Hast du keine Sorge, wenn es doch noch richtig kalt wird?“

„Nein. Wieso. Ich habe doch Winterfell und eine gute Fettreserve.“

Wenn es doch noch so richtig kalt wird, dann frieren die jungen Triebe weg. Es wird ewig dauern, bis dann etwas nachwächst. Und dein Winterfell, bitte entschuldige die Bemerkung, ist auch nicht mehr ganz lückenlos. Es hängt schon etwas in Fetzen und wird dich nicht mehr so gut vor dem Frost schützen können.“

„Du hast Recht. Es juckt und löst sich an einigen Stellen. Aber meinst du wirklich, es wird nochmal so richtig kalt?“

Ich will es hoffen. Ich bin so müde und kann seit Wochen nicht richtig schlafen. Ich wälze mich in meinem Nest nur hin und her. Ich habe auch schon die anderen Schlafnester aufgesucht. Aber nichts. Ich kann einfach nicht einschlafen, wenn es so warm ist.“

„Dann schläfst du diesen Winter einfach nicht. Wo ist das Problem?“

Sieh mich doch an. Ich bin schon ganz abgemagert. Es ist zwar zu warm zum Schlafen, aber der Boden ist zum Teil gefroren. Ich finde einfach zu wenig Nahrung. Es fliegen hier und da schon einige Insekten durch die warme Luft. Aber Käfer, Laven und Würmer brauchen einen warmen Boden, um herauszukommen. Die wenigen milden Sonnenstrahlen reichen da einfach nicht aus.“

„Armer Igel. Das wusste ich nicht. Kannst du nicht auch Knospen fressen?“

Ach, ich wünschte, ich könnte das. Auch wenn ich von hier unten an ein paar Knospen herankommen könnte, was nicht wirklich leicht ist, kann ich pflanzliche Nahrung nicht verwerten. Ich bin nun mal ein Insektenfresser und alles bei mir ist darauf ausgerichtet.“

„Sei nicht traurig Igel. Es wird sicher nochmal kalt und du kannst schlafen.“

Davor habe ich ja fast noch mehr Angst. Ich bin müde und möchte schlafen. Ich brauche den Schlaf. Aber sieh mich an. Ich habe kaum noch Reserven, wenn es nun für mehrere Monate richtig kalt wird, würde ich wahrscheinlich nicht mehr aufwachen.“

„Das ist ja schrecklich, Igel.
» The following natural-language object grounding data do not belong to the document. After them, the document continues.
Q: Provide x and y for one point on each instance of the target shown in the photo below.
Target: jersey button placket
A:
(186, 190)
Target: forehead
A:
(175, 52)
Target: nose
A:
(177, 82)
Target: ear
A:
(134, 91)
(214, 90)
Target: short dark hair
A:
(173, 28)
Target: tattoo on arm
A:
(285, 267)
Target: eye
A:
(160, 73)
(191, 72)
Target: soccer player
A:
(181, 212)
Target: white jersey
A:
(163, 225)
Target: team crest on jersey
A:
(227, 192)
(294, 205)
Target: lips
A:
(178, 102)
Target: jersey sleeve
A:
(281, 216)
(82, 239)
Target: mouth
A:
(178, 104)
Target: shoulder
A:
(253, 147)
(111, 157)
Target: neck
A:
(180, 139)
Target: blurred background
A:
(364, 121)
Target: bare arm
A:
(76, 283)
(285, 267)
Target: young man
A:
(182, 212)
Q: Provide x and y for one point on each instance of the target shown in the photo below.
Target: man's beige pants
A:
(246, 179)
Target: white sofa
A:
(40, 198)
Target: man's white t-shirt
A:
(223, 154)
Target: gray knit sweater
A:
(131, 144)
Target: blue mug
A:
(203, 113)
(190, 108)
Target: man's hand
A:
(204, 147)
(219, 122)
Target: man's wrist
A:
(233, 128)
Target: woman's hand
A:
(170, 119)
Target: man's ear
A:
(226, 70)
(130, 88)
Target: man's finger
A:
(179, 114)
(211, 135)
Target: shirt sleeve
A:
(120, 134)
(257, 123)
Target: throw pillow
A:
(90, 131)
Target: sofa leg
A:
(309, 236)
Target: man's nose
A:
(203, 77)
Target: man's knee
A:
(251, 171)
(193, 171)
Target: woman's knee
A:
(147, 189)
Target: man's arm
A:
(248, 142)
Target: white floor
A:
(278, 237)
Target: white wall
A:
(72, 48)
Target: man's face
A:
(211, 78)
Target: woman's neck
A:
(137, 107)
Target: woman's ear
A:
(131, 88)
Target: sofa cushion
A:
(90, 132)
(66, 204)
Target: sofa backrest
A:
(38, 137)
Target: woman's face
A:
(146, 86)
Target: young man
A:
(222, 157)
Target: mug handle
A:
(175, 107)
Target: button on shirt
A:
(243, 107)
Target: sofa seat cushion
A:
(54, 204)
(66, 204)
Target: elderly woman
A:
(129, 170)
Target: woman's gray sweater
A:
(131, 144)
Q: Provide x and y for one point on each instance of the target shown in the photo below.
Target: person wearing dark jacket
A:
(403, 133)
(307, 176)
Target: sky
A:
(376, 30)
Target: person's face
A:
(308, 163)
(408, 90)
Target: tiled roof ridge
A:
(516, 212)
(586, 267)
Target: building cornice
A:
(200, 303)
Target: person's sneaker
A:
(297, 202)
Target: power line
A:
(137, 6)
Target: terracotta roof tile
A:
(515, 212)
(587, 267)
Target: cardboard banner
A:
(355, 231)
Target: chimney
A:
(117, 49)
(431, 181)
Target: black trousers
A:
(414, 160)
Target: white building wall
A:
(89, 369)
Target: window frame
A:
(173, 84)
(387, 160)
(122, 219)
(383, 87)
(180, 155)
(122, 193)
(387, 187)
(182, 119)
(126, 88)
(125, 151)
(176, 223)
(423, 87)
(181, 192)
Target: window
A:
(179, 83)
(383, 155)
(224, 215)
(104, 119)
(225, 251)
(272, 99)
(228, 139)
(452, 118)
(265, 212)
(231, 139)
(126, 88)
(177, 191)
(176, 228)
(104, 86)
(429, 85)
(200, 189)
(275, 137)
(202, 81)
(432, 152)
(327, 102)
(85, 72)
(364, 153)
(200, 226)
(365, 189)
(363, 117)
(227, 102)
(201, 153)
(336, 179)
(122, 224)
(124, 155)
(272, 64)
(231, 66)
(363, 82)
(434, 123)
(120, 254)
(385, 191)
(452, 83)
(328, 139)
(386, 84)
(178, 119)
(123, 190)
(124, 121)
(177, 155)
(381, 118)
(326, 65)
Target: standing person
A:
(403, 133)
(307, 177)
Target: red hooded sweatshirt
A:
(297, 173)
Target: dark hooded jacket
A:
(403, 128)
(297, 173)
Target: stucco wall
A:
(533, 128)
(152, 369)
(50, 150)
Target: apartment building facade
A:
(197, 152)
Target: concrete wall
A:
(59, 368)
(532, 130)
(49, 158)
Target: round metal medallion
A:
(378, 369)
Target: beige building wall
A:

Was wirst du tun? Du kannst doch nicht im Wald herum laufen und noch mehr Energiereserven verbrauchen. Oder soll ich mal in der Erde scharren, vielleicht finden wir gemeinsam einen Wurm.“

Das ist sehr lieb Reh. Aber ich werde wohl den Wald verlassen müssen und in den Gärten der Menschen, nach Katzenfutterplätzen suchen. Vielleicht ist in den Näpfen noch etwas drin.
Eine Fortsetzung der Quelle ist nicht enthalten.